There is one feature of Physics that is not generally acknowledged. Physics, like its cousin Engineering, is based upon countless approximations. Admittedly these approximations provide an incredible fit. Indeed for those so inclined, the precision of the intersection between experimental findings and theoretical physics borders upon the miraculous. Despite the fact that theory and reality coincide almost exact, there is always some imprecision involved, especially at the borders.

Discarding terms that ‘won’t make a difference’
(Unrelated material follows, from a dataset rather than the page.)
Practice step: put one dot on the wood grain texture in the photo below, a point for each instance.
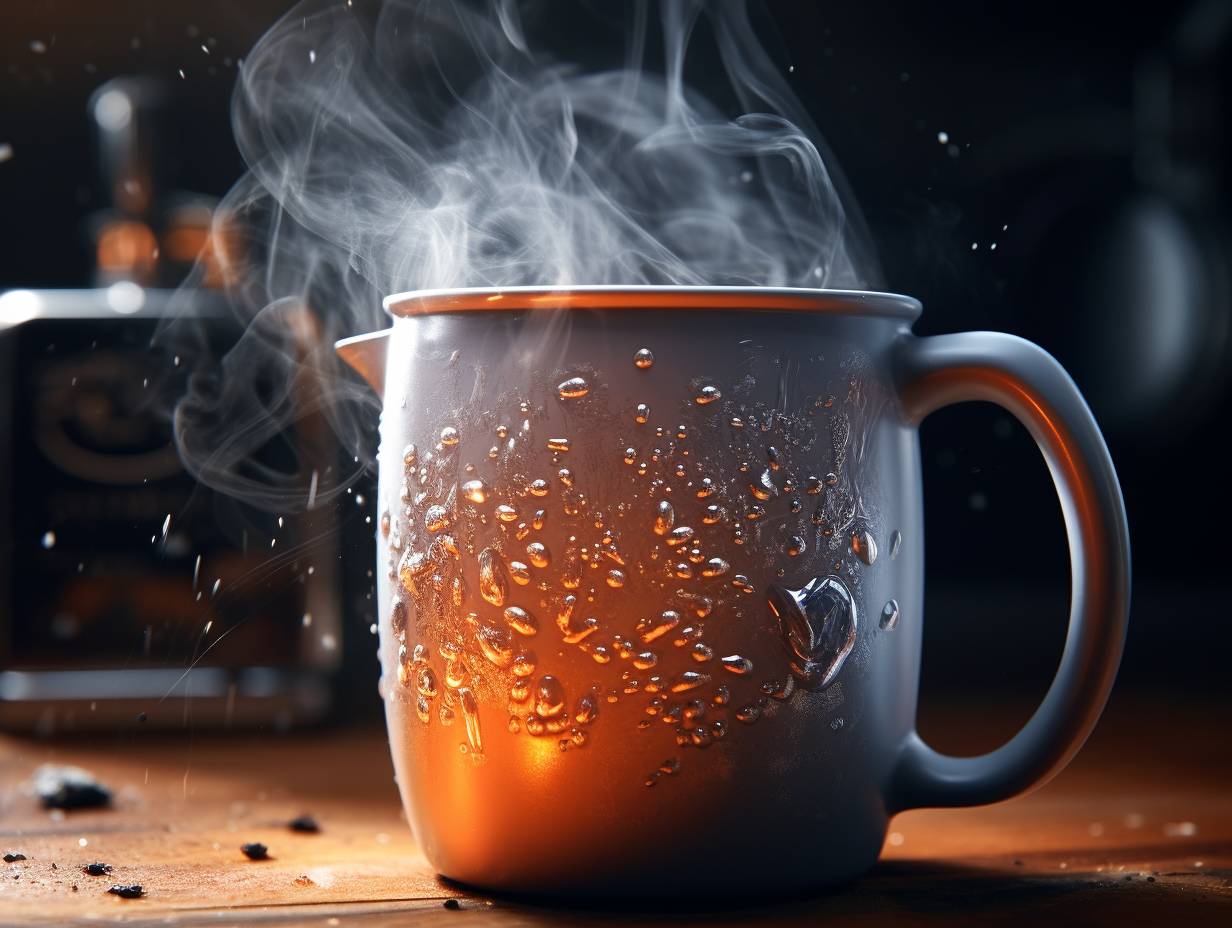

This occurs in a variety of ways for a variety of reasons. When scientists make their derivations to come up with a mathematical theory, they routinely discard many terms that are presumably too small to make a difference. Indeed, some claim that genius is the ability to know when to discard the inessential in pursuit of the essential. Both Einstein and Feynman had this talent. This approximation process is a crucial feature of the scientific method.

As William James said, “The art of being wise is the art of knowing what to overlook.”

Sometimes approximations obscure understanding.

Sometimes, these approximations have obscured a deeper understanding. Frequently, better data exposes these misunderstandings. Two examples come to mind.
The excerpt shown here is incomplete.